Building the economy is one of the most important, yet most challenging, areas of activity we are engaged in. For without a growing economy we will not be able to absorb the increasing number of people entering the economy each year, we will not be able to provide for the poor and starving in our society and we will not be able to deal with the growing number of social problems besetting our city.
For eThekwini, we have taken the stance that Local Economic Development (LED) is the primary responsibility of all sector departments in the city. Our Integrated Development Plan provides a number of examples:
- The Engineering unit are spending over R100 Million to facilitate the development of infrastructure that would be used for economic development projects;
- The Skills Development Unit have invested in training and Adult Basic Education courses;
- Development Planning Unit has identified future growth and development areas for economic development.
- The potential of Sport and Recreation as a lead sector has also been identified as an opportunity;
- Developing our Green economy provides for a more sustainable future;
- The roll out of Fibre Optic Networks creates an electronic platform for business to access both local and international markets; and
- The role of Fibre optic connectivity and education at schools is also a programme that is being developed within the municipality.
These are but some ways in which we are promoting Local Economic Development.
Of course, there are many bigger initiatives we are involved in. We are looking at what to do around Cato Ridge as some of the adjacent locations are starting to reach capacity in terms of space availability for commercial and industrial development. These include places like Hammarsdale.

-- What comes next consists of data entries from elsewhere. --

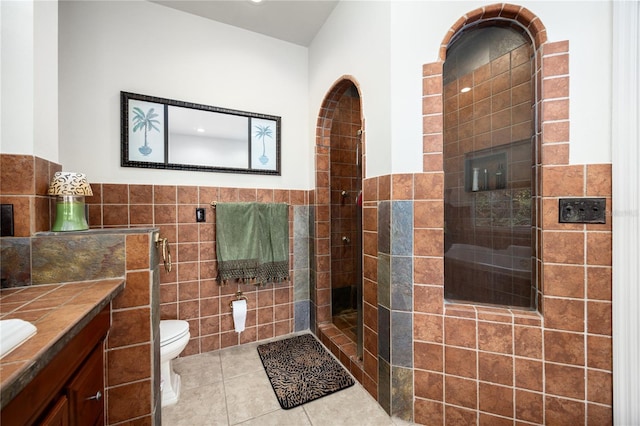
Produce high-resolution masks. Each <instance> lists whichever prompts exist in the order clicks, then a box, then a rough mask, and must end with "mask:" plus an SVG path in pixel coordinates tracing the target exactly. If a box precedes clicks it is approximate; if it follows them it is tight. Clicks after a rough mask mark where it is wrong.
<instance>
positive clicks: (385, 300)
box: [377, 254, 391, 309]
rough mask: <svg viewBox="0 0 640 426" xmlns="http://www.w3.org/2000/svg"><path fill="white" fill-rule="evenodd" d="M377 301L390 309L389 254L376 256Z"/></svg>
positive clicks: (390, 305) (384, 306)
mask: <svg viewBox="0 0 640 426" xmlns="http://www.w3.org/2000/svg"><path fill="white" fill-rule="evenodd" d="M377 277H378V303H379V304H380V305H381V306H384V307H385V308H387V309H391V256H388V255H385V254H380V255H379V256H378V272H377Z"/></svg>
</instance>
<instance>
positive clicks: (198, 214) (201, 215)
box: [196, 207, 207, 222]
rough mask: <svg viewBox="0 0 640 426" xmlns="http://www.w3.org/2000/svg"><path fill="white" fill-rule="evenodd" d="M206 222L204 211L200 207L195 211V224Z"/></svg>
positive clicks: (197, 208)
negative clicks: (195, 223) (195, 216)
mask: <svg viewBox="0 0 640 426" xmlns="http://www.w3.org/2000/svg"><path fill="white" fill-rule="evenodd" d="M206 220H207V218H206V216H205V210H204V209H203V208H202V207H198V208H197V209H196V222H205V221H206Z"/></svg>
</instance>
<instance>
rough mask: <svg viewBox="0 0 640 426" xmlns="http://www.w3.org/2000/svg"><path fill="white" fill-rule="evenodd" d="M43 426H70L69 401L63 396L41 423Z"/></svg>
mask: <svg viewBox="0 0 640 426" xmlns="http://www.w3.org/2000/svg"><path fill="white" fill-rule="evenodd" d="M40 424H41V425H42V426H68V425H69V400H68V399H67V397H66V396H65V395H62V396H61V397H60V399H58V402H56V404H55V405H54V406H53V408H52V409H51V410H49V412H48V413H47V415H46V416H45V417H44V419H43V420H42V423H40Z"/></svg>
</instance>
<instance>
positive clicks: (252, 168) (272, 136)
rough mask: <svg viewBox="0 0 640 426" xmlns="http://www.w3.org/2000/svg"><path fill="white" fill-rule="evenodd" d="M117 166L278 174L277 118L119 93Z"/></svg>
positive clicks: (256, 114) (162, 99) (141, 96)
mask: <svg viewBox="0 0 640 426" xmlns="http://www.w3.org/2000/svg"><path fill="white" fill-rule="evenodd" d="M120 100H121V126H122V132H121V135H122V141H121V165H122V166H123V167H143V168H156V169H175V170H196V171H213V172H230V173H254V174H266V175H280V123H281V118H280V117H278V116H271V115H265V114H258V113H252V112H245V111H236V110H231V109H227V108H219V107H214V106H208V105H199V104H193V103H188V102H182V101H175V100H171V99H164V98H157V97H153V96H146V95H139V94H135V93H128V92H121V93H120Z"/></svg>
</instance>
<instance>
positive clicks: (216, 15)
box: [149, 0, 339, 46]
mask: <svg viewBox="0 0 640 426" xmlns="http://www.w3.org/2000/svg"><path fill="white" fill-rule="evenodd" d="M149 1H151V2H153V3H158V4H161V5H164V6H167V7H170V8H173V9H177V10H181V11H183V12H187V13H191V14H194V15H198V16H202V17H204V18H208V19H212V20H214V21H218V22H222V23H225V24H228V25H233V26H235V27H239V28H243V29H245V30H249V31H254V32H257V33H260V34H264V35H267V36H270V37H274V38H277V39H279V40H284V41H288V42H290V43H294V44H298V45H301V46H309V44H311V41H312V40H313V38H314V37H315V35H316V34H317V32H318V30H320V27H322V25H323V24H324V22H325V21H326V19H327V17H328V16H329V15H330V14H331V12H332V11H333V8H334V7H335V6H336V4H337V3H338V1H339V0H284V1H283V0H263V1H262V2H261V3H254V2H252V1H250V0H149Z"/></svg>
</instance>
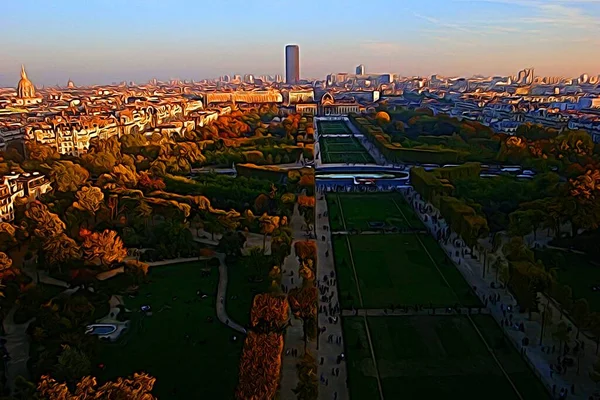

Another multi-billion project, Cornubia, is a mixed-use and mixed income development spanning over 20 years and will the home of the next major industrial area in the north of Durban. The 1,200 hectare development will provide 240 ha of industrial and commercial space. This is a key industrial area with linkages to the new international airport. It will also comprise fully subsidised low-to-middle income houses.
The old airport site represents 300 hectares of developable land and a dugout port is being considered. This would greatly assist the Port of Durban to meet the growth in containerised traffic.
The outlook for tourism is also brighter given the trends of recent months. There has been improved sentiment about inflation; however this has been affected by the recent announcement of the increases in the cost of electricity.
The challenge locally would be to get the correct kind of industry-led growth, investment and job creation as the national government's target of 7% per year may not necessarily help to reduce unemployment. In the past there was economic growth but a decline in productive capacity, so it is crucial that the right sectors are targeted.
It is incumbent on all of us to find ways, in which we grow the economy, create jobs and ensure that we have food security, healthier people and a safer city.